Especially with children, there tends to be a lot of emphasis in Formation circles about offering up the positive aspects of our faith, the narrative of God’s love, rather than God’s demands on us. And that part is necessary and important and should lead the conversation. But the fact is, it isn’t supposed to be easy to be a Christian. Or at least, practically speaking, the world doesn’t make it easy. So, just like we have to sometimes tell scary stories to understand who we are – God’s demand that Abraham sacrifice his son Isaac as a test of his faithfulness or, as we approach it in a few weeks, Jesus’s trial and death – we can’t pretend that we aren’t asked to make hard choices. Lent is just one of those times in the church year meant to drive that home, but it should be part of our daily lives.
Some months ago at a conference, the theologian Amy-Jill Levine said of the parables that so many of these stories exist to indict us. They point us to the things we might know but don’t want to acknowledge. So, this week I ask you, what about the Commandments are you avoiding? Which ones do you and your children find hardest? What is the difference between how we read the Commandments and what we’re really being told? Will we reject the tables that Jesus would have flipped or are we standing there, looking for our seat?

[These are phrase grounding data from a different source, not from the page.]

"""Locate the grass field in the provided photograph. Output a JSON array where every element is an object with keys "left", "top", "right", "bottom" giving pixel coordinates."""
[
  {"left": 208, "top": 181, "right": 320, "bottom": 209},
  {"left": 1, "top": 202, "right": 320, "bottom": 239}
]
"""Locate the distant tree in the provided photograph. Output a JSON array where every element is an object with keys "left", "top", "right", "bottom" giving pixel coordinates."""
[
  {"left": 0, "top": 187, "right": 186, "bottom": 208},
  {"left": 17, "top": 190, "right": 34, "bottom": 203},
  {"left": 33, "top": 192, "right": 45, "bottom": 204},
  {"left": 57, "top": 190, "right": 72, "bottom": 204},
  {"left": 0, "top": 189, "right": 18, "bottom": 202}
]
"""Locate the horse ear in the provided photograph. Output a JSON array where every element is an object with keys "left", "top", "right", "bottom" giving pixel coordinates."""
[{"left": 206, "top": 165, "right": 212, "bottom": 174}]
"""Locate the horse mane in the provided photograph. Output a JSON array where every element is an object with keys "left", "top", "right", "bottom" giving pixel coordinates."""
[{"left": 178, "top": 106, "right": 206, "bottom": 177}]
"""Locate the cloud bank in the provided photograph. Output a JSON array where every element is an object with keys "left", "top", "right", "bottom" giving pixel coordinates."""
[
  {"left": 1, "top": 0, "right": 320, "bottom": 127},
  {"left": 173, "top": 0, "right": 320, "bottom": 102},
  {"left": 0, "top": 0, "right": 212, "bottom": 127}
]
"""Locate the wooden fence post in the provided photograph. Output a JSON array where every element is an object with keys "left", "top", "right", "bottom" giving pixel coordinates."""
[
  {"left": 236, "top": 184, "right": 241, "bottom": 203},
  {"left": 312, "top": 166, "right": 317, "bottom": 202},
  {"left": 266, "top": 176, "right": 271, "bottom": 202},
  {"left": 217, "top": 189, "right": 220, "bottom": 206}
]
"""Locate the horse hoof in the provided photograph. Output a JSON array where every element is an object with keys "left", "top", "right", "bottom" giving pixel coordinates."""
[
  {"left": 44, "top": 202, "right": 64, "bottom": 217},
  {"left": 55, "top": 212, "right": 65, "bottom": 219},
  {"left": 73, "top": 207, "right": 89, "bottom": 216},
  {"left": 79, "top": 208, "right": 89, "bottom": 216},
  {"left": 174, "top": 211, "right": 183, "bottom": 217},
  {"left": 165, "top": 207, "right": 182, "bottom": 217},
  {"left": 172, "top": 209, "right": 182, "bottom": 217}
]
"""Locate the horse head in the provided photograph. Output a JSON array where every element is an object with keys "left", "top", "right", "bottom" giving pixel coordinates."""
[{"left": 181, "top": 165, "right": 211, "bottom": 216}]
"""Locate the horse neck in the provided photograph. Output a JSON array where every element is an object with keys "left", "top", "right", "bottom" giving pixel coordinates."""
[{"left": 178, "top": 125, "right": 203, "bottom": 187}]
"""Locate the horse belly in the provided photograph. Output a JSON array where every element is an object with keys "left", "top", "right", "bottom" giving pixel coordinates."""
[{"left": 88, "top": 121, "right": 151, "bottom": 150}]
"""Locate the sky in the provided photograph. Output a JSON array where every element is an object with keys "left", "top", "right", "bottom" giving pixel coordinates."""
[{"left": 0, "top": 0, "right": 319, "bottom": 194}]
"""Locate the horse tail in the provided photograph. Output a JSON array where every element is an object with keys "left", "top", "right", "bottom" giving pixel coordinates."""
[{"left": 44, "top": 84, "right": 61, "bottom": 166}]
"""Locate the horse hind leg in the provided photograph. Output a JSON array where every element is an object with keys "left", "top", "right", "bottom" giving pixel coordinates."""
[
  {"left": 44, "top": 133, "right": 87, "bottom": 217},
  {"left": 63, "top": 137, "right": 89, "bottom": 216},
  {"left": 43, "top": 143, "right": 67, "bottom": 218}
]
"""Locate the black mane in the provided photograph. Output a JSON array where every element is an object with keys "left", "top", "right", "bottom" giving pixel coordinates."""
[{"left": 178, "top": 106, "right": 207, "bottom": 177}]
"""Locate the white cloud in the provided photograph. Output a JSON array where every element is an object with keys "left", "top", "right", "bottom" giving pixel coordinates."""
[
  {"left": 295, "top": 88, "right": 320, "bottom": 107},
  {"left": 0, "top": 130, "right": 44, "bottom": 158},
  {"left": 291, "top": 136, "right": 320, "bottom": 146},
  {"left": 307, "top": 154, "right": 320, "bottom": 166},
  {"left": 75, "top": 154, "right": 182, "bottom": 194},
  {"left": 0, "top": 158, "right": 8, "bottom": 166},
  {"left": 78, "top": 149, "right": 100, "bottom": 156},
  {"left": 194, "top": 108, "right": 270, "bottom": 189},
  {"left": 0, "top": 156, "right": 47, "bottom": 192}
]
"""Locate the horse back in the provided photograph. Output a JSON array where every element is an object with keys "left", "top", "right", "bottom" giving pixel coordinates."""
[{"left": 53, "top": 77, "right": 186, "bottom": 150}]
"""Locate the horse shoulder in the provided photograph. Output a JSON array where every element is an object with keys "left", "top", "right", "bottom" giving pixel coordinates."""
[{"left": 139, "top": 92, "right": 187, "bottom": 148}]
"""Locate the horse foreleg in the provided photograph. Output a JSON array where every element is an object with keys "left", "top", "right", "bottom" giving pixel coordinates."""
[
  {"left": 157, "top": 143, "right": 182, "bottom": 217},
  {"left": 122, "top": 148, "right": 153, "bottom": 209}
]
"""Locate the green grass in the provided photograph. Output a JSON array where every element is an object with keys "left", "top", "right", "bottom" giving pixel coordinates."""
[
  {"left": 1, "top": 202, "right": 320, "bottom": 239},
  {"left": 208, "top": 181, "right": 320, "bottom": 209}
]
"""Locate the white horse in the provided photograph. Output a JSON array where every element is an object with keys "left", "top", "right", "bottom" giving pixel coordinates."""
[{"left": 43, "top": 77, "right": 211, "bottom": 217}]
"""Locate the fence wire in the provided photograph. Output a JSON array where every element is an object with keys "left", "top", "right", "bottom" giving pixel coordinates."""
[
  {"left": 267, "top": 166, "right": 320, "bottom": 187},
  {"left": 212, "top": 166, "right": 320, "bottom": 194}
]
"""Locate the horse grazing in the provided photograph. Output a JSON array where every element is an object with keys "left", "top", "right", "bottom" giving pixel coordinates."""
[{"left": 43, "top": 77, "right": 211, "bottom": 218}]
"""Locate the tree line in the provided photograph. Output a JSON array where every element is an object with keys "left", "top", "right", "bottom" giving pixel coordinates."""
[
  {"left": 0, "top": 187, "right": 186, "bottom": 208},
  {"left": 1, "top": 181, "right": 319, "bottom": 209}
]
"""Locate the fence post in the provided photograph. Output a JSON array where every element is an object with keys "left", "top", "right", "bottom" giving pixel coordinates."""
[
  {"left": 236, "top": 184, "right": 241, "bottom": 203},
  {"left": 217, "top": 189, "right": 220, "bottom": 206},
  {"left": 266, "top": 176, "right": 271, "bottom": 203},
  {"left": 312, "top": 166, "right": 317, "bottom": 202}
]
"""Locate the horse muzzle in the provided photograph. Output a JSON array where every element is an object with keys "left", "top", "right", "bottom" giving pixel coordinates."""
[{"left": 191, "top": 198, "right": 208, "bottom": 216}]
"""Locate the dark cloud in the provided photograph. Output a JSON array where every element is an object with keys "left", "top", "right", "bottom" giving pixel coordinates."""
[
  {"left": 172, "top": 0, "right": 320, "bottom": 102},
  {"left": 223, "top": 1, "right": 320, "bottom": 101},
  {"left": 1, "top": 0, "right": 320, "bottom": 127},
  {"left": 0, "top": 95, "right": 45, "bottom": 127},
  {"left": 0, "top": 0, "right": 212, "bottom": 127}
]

My usual messy living room dispatch from the Faces of Easter is coming - keep an eye on the Wiggles & Wonder Facebook page or Twitter, but this week I needed to slow down. And, if you’re looking for one now, you can’t go wrong with the official Godly Play Foundation video, which is truly beautiful.
If you’re feeling tired or worn down – and who isn’t? – I hope you can take that space when you need it, even in the small things.